The current government has vowed on many occasions that it will tackle the UK’s housing crisis and fix the broken housing market. Despite the recent dip in house prices, the value of homes still far outstrips what most people earn through their salaries. Home ownership is becoming out of bounds for more and more people, while the stock of social housing continues to dwindle as a result of decades of government policy.

The consequences of housing failure are alarming. Lack of reliable access to good quality housing can prevent people connecting to job opportunities; affects the recruitment and productivity of companies; can harm community cohesion; disturbs the social and educational development of children; and has harmful effects on health and wellbeing.

There is a lack of imagination in our responses to these challenges, reflected in the poor quality of the housing debate in the UK. As we argued recently, too much of it descends into endless conversations about supply and planning. There is too little strategic and innovative thinking about what sorts of homes we want and need to build a society that is prosperous and inclusive. Homes provide a platform for bringing communities together; where people share space, socialise, eat together and care for each other. But housing doesn’t exist in a vacuum. It is a critical part of a wider social infrastructure that connects people to opportunity and strengthens their civic identities and social networks.

It is precisely this sort of thinking and approach that is driving Switzerland’s ‘More than Housing’ (MtH) initiative in Zurich. MtH is one of the largest housing cooperatives in Europe, the result of collaboration between 50 different cooperatives. It consists of thirteen buildings, 400 housing units, 35 retail units and large shared community spaces and neighbourhood infrastructure. It is deliberately designed to be socially inclusive, offering all types of homes: from family apartments to single units and cluster apartments, and engaging with community organisations to ensure underrepresented groups have access. 

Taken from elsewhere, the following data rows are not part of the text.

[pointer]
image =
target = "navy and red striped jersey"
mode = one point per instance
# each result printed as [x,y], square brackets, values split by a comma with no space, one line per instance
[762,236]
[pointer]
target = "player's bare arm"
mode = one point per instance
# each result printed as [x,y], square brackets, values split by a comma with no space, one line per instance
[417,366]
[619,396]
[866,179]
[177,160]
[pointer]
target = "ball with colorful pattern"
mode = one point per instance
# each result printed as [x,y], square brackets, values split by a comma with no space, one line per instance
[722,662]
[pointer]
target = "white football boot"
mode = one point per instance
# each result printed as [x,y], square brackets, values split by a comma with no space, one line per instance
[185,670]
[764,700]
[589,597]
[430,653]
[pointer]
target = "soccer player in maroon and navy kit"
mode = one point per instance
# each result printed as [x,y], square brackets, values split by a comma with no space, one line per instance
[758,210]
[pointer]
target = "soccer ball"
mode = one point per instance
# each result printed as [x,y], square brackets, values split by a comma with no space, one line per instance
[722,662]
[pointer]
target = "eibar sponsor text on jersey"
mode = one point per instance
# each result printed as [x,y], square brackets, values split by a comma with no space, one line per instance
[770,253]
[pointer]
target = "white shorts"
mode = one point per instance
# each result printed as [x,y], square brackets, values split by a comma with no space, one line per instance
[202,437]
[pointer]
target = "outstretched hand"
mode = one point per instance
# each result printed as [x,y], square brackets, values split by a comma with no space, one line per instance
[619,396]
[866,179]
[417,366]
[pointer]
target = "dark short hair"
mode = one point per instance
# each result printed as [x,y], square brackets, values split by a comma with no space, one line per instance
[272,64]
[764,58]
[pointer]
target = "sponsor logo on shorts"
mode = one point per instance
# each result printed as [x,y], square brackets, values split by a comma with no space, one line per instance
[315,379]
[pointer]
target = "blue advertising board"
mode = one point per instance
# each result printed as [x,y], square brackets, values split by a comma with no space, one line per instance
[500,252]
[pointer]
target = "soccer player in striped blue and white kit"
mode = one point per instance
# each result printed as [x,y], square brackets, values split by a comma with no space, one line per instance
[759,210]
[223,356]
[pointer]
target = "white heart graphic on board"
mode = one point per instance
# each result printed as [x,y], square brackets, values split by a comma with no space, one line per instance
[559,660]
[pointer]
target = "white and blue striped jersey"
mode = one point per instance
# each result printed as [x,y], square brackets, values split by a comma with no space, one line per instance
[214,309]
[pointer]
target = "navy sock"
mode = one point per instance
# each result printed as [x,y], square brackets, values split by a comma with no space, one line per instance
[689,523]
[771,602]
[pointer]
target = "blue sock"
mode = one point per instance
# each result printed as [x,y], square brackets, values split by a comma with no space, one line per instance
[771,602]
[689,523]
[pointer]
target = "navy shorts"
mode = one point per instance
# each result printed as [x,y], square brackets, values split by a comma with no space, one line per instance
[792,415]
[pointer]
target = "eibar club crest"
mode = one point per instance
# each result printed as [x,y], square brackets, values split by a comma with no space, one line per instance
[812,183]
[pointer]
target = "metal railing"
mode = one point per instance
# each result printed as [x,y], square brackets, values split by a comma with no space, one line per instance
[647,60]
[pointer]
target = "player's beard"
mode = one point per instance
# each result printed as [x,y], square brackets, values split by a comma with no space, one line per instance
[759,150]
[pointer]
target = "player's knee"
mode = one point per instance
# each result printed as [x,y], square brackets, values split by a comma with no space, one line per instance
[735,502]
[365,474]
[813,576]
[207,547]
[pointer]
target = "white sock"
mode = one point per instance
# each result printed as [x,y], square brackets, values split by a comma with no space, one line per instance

MtH is a large-scale test bed for low-carbon living, with environmental features that go well beyond legal requirements. There are also car and bike-sharing schemes that reduce environmental impacts and build social connection. A culture of participation underpins the whole enterprise, with dialogue, consultation and participation from tenants and the community embedded into every stage of the project. As a cooperative, it is owned by its members.  

MtH also lives up to its name by creating deep links into the wider community and public infrastructure, including joint initiatives with schools and youth workers. Over a tenth of the residents both live and work in the buildings within the project, and 200 are active volunteers that run classes, including language and integration classes.

While innovative and community-led housing is a growing presence in the UK, it’s still a tiny portion of the overall stock. The features of our policymaking structures and institutions are a key reason. In Switzerland, a permissive environment for initiatives such as MtH is created because of a strong policy, cultural and democratic commitment to alternative housing and an appreciation for how it links to wider public priorities. More than 25% of homes in Zurich are not-for-profit (the majority of these owned by cooperatives). In 2011, local people voted to increase the proportion of not-for-profit housing to 33% by 2050.  

Institutional, regulatory and policy changes are certainly required to promote better housing and social policy in the UK. But there’s also a pressing need to have a very different and more participative debate about housing and what sort of homes we need in modern Britain.